First human rights film festival held over weekend

About 120 students, faculty and community members gathered Friday to kick off the first night of ASU’s inaugural Human Rights Film Festival with the movie “The Economics of Happiness.”

The film festival, co-sponsored by Human Rights at ASU, the School of Social Transformation and Barrett, the Honors College, covered a multitude of topics from migrant rights to prisoners’ rights to indigenous rights.

Helena Norberg-Hodge, Steven Gorelick and John Page directed “The Economics of Happiness,” which discussed the effects of globalization on communities and emphasized the localization of businesses and communities for a greater quality of life.

“[The film makers are] not asking everybody to go back to farming and for everybody to stay poor, but asking us to take a real look at what creates happiness,” said LaDawn Haglund, assistant professor of justice and social inquiry in the School of Social Transformation.

However, one person in the audience said many people cannot afford to buy locally when the food produced in the global exchange is so much cheaper.

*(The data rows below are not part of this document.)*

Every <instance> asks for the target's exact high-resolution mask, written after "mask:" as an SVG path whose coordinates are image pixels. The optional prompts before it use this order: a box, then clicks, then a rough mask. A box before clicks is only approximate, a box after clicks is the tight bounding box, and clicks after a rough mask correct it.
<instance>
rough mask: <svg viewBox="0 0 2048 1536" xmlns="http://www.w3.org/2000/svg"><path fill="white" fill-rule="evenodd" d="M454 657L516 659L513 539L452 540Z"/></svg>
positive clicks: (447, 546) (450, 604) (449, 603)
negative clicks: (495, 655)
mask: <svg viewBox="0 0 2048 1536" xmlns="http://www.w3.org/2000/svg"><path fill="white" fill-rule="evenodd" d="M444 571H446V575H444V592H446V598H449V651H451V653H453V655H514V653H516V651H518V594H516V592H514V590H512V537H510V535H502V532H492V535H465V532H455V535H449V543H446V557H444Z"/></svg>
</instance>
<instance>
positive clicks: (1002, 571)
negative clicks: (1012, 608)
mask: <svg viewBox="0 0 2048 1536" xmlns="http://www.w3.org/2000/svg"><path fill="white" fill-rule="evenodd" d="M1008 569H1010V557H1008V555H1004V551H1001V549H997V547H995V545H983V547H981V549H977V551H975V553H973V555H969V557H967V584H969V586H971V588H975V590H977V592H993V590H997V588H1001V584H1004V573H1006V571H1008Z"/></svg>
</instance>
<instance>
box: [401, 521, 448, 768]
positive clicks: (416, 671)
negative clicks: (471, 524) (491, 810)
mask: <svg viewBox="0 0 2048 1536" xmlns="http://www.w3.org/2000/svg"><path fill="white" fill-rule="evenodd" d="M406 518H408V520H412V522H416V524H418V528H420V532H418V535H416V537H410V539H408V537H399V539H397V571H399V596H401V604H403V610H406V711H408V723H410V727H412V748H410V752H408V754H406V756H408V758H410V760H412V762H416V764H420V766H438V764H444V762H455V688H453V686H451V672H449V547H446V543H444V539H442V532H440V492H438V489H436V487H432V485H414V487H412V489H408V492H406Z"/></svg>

For example, $2 china-produced salsa at Wal-Mart is more attractive and economically sound to some than homemade local $10 salsa at a farmers market, she said.

“It can’t be an overnight change because it is true that right now it’s a [economic] class issue … but we have policies that our government uses to support the Wal-Marts of the world and the other businesses that are linked to them,” Haglund said. “And so what the film, I think, is asking you to do is to support your government to stop the subsidies to the large businesses and support more local activities.”

Other films shown throughout the weekend included “COINTELPRO 101,” “The Response,Long Night’s Journey Into Day,” “The Snowbowl Effect” and an array of short films. The film festival was held Friday through Sunday on the Tempe campus.

The goal of the festival was to rally people around human rights, a subject Haglund said not a lot of people think about often.

Mary Margaret Fonow, the director of the School of Social Transformation and a professor in women and gender studies, said the intention of the film festival was “expanding the notion of human rights” and how to achieve them so that “people can realize well-being.”

Haglund and Fonow, who both spoke in the discussion after Friday’s film, said they were very pleased with the number of people who attended the film. So many people showed up that they had to move across the hall into a bigger room.

“Any time you have an opportunity to watch films and documentaries for free and then hear educated people speak about them, why wouldn’t I want to go?” sustainability sophomore Jessica Davenport said.

Davenport, who made the brochures for the event, said the topic of human rights interested her and applied to her minor in justice studies. She said she appreciated that the film focused not only on problems with globalization, but also offered solutions.

Fonow defined human rights as something beyond the basic right to bodily integrity and personal safety. She said in a society with so much wealth, human rights extend to the general wellbeing that yields good schools, adequate food and health care.

“Why, when there’s an abundance, should people suffer?” Fonow said.

She said ASU is making positive strides in the area of human rights.

“What I like about ASU in particular and what I think is unique about ASU is that it actually promotes change as a value,” Fonow said. “Rather than just identify all the problems, it focuses in on solution, innovation and how to make things better.”